Background: Previous studies have shown that alterations in the buffering of cytoplasmic Ca²⁺ can promote cardiac arrhythmias. However, the role of cytosolic Ca²⁺ buffering in atrial fibrillation is still poorly understood. In this study, we examine the effect of reduced cytosolic calcium buffering on atrial arrhythmia inducibility and stability in an ex-vivo mouse model. 

Methods: Mouse hearts were harvested and perfused according to the Langendorff-technique. To measure whole heart and atrial electrophysiology, two electrodes were places on the respective atria and one electrode on the heart apex. The hearts were perfused with different solutions of decreasing potassium concentrations (5.4, 3.7 and 2.0 mM) to reduce the threshold for atrial arrhythmia induction. As a final step Diazoxide (300 µM) was added to the perfusing solution. At each potassium concentration the absolute refractory period was measured. In addition, step burst pacing (400-4500bpm) and high frequency burst pacing (6000bpm) was applied to determine the inducibility of arrhythmias (Figure A). 
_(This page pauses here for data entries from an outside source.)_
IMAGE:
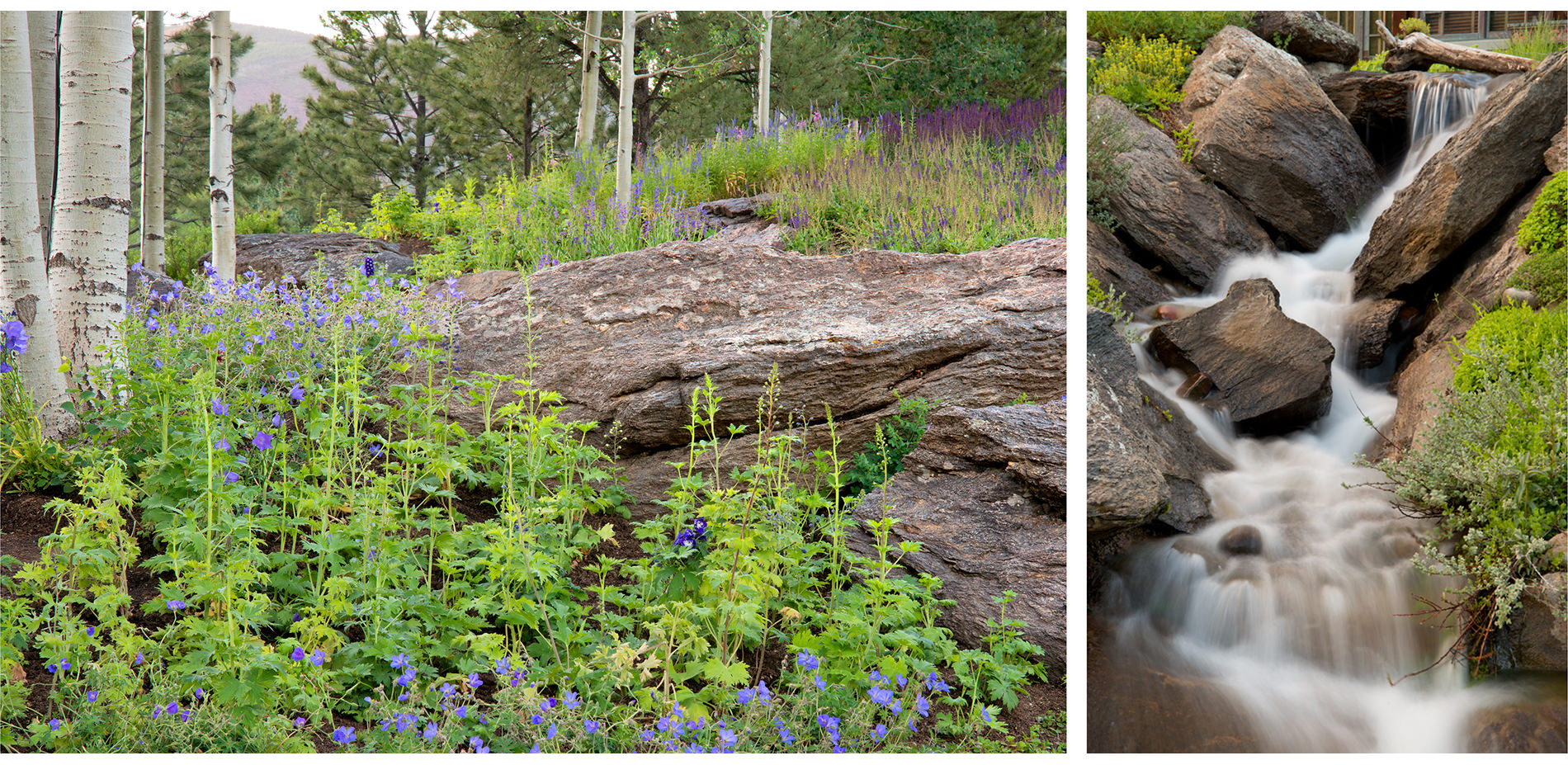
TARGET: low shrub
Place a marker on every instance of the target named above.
(1490, 463)
(1191, 29)
(1537, 41)
(1145, 74)
(324, 557)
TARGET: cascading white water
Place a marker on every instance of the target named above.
(1308, 635)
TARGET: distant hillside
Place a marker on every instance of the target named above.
(273, 66)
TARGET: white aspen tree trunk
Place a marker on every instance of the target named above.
(43, 31)
(87, 261)
(590, 104)
(153, 137)
(21, 233)
(623, 123)
(766, 74)
(220, 153)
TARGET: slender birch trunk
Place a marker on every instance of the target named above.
(623, 143)
(590, 104)
(153, 137)
(21, 233)
(43, 31)
(87, 262)
(220, 153)
(766, 74)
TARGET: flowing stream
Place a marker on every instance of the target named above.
(1310, 639)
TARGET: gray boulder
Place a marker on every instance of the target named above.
(1270, 372)
(1308, 35)
(1169, 210)
(1266, 132)
(629, 338)
(1145, 463)
(1466, 184)
(985, 496)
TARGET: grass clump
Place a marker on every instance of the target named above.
(1543, 234)
(1490, 463)
(952, 181)
(1145, 74)
(1191, 29)
(1108, 172)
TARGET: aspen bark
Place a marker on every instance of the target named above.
(153, 137)
(587, 111)
(21, 233)
(623, 143)
(87, 261)
(766, 74)
(220, 149)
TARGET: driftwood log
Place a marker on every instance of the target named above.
(1419, 52)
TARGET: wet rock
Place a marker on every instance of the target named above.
(1270, 372)
(1195, 386)
(985, 496)
(1266, 132)
(1169, 212)
(273, 256)
(1537, 629)
(1465, 184)
(758, 234)
(1487, 264)
(1137, 709)
(1244, 540)
(1540, 728)
(1145, 463)
(1112, 264)
(1419, 386)
(1557, 153)
(1371, 327)
(629, 338)
(1310, 36)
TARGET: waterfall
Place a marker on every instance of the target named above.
(1311, 639)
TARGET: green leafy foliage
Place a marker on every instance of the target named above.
(883, 456)
(1413, 24)
(1191, 29)
(329, 555)
(1490, 463)
(1108, 172)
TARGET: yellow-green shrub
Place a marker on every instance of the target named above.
(1145, 74)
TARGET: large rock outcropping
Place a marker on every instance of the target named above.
(275, 256)
(1270, 372)
(1169, 210)
(1145, 463)
(1266, 132)
(985, 496)
(1466, 182)
(629, 338)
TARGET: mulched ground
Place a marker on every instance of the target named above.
(24, 521)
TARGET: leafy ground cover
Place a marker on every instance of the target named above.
(956, 179)
(270, 540)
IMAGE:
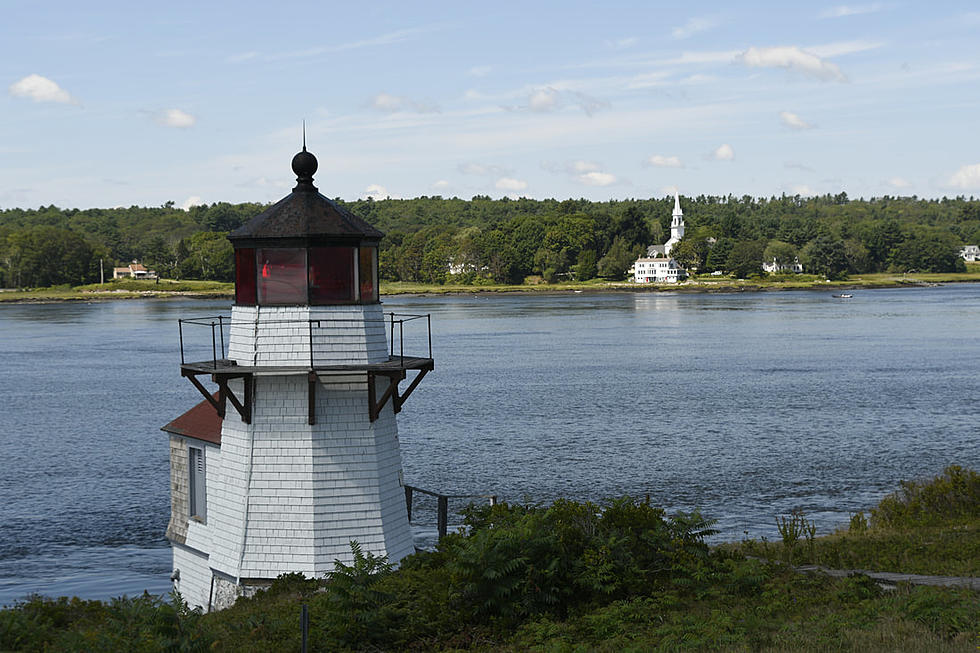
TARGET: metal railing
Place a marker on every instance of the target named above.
(217, 322)
(442, 504)
(394, 323)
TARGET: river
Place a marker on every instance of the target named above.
(746, 406)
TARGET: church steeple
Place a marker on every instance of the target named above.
(676, 225)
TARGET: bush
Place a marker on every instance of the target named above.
(953, 495)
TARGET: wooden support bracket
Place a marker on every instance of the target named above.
(375, 404)
(243, 405)
(311, 396)
(399, 400)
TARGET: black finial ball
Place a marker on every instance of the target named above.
(304, 164)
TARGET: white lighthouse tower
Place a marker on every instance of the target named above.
(296, 455)
(676, 226)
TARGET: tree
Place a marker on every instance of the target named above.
(718, 255)
(826, 256)
(586, 268)
(691, 253)
(47, 256)
(210, 256)
(926, 253)
(745, 258)
(782, 254)
(618, 259)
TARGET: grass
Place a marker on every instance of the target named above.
(576, 577)
(121, 289)
(926, 527)
(132, 288)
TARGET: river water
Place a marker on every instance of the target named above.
(746, 406)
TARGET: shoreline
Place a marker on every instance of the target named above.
(420, 290)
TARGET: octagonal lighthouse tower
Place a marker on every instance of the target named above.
(296, 455)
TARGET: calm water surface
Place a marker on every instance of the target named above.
(745, 405)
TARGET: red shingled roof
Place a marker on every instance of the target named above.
(201, 423)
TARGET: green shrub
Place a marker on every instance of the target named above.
(954, 494)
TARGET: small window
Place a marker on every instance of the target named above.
(331, 275)
(245, 277)
(198, 487)
(368, 274)
(282, 276)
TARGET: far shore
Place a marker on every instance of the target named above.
(166, 289)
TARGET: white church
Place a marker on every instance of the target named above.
(658, 266)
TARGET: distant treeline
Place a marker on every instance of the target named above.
(437, 240)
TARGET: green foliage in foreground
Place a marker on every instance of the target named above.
(926, 527)
(568, 577)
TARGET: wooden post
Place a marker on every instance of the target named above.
(304, 626)
(443, 515)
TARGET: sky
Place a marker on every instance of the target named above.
(109, 104)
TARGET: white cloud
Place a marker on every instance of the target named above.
(791, 58)
(509, 183)
(851, 10)
(175, 118)
(724, 152)
(41, 89)
(795, 165)
(623, 44)
(661, 161)
(596, 178)
(967, 177)
(793, 121)
(193, 200)
(481, 169)
(692, 27)
(543, 99)
(841, 48)
(548, 99)
(580, 167)
(388, 103)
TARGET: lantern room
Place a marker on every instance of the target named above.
(305, 250)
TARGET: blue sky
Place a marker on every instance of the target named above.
(116, 104)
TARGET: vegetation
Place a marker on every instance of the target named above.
(930, 527)
(437, 241)
(573, 576)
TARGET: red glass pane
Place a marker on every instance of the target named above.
(331, 275)
(245, 277)
(282, 276)
(368, 274)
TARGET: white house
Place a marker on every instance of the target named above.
(772, 267)
(296, 455)
(658, 266)
(134, 270)
(658, 270)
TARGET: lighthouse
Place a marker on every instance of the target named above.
(295, 455)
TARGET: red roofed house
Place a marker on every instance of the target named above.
(134, 270)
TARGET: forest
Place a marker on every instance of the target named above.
(436, 240)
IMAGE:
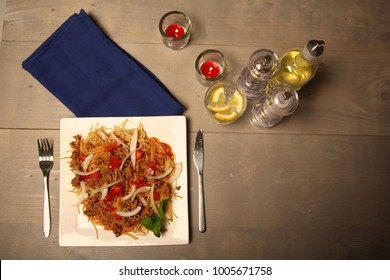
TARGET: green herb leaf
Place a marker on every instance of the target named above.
(161, 209)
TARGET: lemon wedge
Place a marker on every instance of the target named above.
(218, 107)
(218, 95)
(226, 116)
(236, 102)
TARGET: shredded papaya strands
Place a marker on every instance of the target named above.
(118, 160)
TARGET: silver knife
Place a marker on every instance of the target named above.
(198, 159)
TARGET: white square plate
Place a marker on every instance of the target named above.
(74, 228)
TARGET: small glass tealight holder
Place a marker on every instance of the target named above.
(175, 29)
(280, 101)
(210, 67)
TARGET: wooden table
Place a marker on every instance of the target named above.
(316, 186)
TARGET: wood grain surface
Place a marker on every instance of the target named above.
(316, 186)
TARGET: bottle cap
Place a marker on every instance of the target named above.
(264, 64)
(315, 47)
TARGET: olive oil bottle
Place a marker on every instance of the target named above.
(298, 66)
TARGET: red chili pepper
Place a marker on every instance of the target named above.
(113, 146)
(92, 176)
(152, 168)
(139, 153)
(156, 196)
(82, 157)
(116, 216)
(114, 163)
(115, 191)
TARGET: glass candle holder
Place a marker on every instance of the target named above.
(175, 28)
(225, 103)
(210, 67)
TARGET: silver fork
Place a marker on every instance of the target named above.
(45, 150)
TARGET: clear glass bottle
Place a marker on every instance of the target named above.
(254, 78)
(280, 101)
(298, 66)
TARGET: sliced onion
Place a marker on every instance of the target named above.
(102, 134)
(87, 161)
(118, 141)
(132, 191)
(176, 172)
(83, 195)
(106, 186)
(126, 157)
(129, 213)
(84, 173)
(104, 194)
(143, 201)
(152, 201)
(133, 146)
(140, 190)
(166, 173)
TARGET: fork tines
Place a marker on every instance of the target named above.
(45, 149)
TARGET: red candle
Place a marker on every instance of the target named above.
(210, 69)
(175, 30)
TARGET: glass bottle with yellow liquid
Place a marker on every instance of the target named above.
(298, 66)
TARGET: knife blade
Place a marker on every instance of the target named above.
(199, 160)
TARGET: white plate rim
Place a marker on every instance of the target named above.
(73, 229)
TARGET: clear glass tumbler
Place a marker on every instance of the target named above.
(175, 29)
(225, 102)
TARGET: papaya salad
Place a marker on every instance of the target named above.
(124, 180)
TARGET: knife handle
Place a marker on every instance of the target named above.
(202, 214)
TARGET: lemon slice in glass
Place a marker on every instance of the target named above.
(236, 102)
(218, 107)
(226, 116)
(218, 95)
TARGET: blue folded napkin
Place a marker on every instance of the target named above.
(94, 77)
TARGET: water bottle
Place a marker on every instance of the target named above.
(280, 101)
(254, 78)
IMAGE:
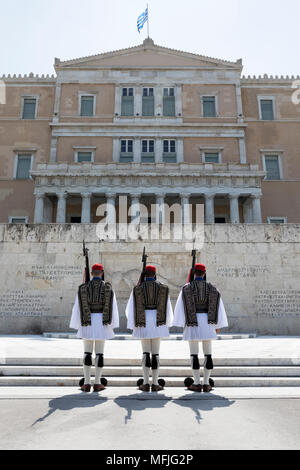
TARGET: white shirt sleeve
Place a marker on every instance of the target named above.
(75, 321)
(170, 314)
(222, 317)
(115, 314)
(179, 315)
(129, 312)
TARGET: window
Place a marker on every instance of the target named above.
(211, 157)
(127, 108)
(169, 102)
(169, 154)
(29, 108)
(266, 108)
(87, 106)
(126, 154)
(148, 155)
(84, 157)
(23, 167)
(148, 102)
(18, 220)
(277, 220)
(209, 108)
(272, 167)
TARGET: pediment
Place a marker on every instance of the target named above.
(147, 55)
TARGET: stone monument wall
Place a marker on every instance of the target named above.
(256, 268)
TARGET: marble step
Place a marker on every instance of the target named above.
(136, 371)
(131, 381)
(173, 337)
(121, 362)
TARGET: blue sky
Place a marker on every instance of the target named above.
(265, 33)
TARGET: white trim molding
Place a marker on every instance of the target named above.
(277, 154)
(80, 95)
(266, 97)
(11, 217)
(284, 220)
(30, 97)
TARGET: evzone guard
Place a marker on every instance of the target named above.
(149, 314)
(95, 315)
(200, 311)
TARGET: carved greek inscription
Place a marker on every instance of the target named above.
(278, 303)
(53, 272)
(243, 272)
(23, 304)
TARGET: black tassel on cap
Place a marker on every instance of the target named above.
(148, 360)
(100, 360)
(196, 363)
(88, 359)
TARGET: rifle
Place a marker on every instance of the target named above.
(192, 274)
(87, 276)
(144, 261)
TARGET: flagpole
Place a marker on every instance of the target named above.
(148, 20)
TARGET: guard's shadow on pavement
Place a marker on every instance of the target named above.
(70, 402)
(204, 402)
(141, 401)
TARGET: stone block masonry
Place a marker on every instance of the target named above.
(256, 268)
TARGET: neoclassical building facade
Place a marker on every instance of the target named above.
(153, 124)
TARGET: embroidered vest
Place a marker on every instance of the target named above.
(150, 295)
(95, 296)
(200, 297)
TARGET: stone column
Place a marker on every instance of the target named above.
(159, 100)
(135, 209)
(209, 208)
(61, 208)
(137, 150)
(111, 208)
(39, 208)
(159, 150)
(256, 209)
(86, 208)
(160, 208)
(234, 209)
(138, 101)
(242, 145)
(186, 208)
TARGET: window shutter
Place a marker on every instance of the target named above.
(127, 106)
(272, 167)
(209, 106)
(84, 157)
(87, 106)
(23, 168)
(211, 157)
(29, 108)
(267, 112)
(148, 105)
(169, 105)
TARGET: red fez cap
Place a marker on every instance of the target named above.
(97, 267)
(200, 267)
(151, 269)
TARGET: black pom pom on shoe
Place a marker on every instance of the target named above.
(188, 382)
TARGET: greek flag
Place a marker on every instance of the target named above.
(142, 19)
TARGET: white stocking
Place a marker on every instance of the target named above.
(194, 350)
(207, 350)
(99, 351)
(88, 347)
(155, 347)
(146, 346)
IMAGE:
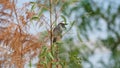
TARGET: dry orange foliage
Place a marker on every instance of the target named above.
(14, 34)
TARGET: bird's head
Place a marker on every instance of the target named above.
(62, 25)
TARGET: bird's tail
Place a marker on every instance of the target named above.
(54, 40)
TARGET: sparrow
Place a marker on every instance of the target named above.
(57, 31)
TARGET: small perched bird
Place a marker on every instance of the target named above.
(57, 31)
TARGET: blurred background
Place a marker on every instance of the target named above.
(92, 37)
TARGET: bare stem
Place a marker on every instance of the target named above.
(50, 2)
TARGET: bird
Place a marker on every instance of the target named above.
(57, 31)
Results: The myosin ATPase inhibitor blebbistatin is a known desensitizer of troponin C to the binding of Ca²⁺. Application of Blebbisatin (5 µM) significantly increased the incidence of atrial arrhythmias after burst pacing. (Figure B) Furthermore, in a 2 mM potassium and diazoxide solution, the average duration of induced arrhythmias was significantly increased upon perfusion with blebbistatin (Figure C). Blebbistatin-perfused hearts tended to develop atrial arrhythmias at an earlier stage of the escalating protocol than control hearts (Figure D). 

Conclusions: The reduction of cytosolic Ca²⁺ buffering with blebbistatin led to a higher inducibility and longer episode length of atrial arrhythmias. Strategies targeting intracellular Ca²⁺ buffering may represent a promising therapeutic lead in atrial fibrillation management.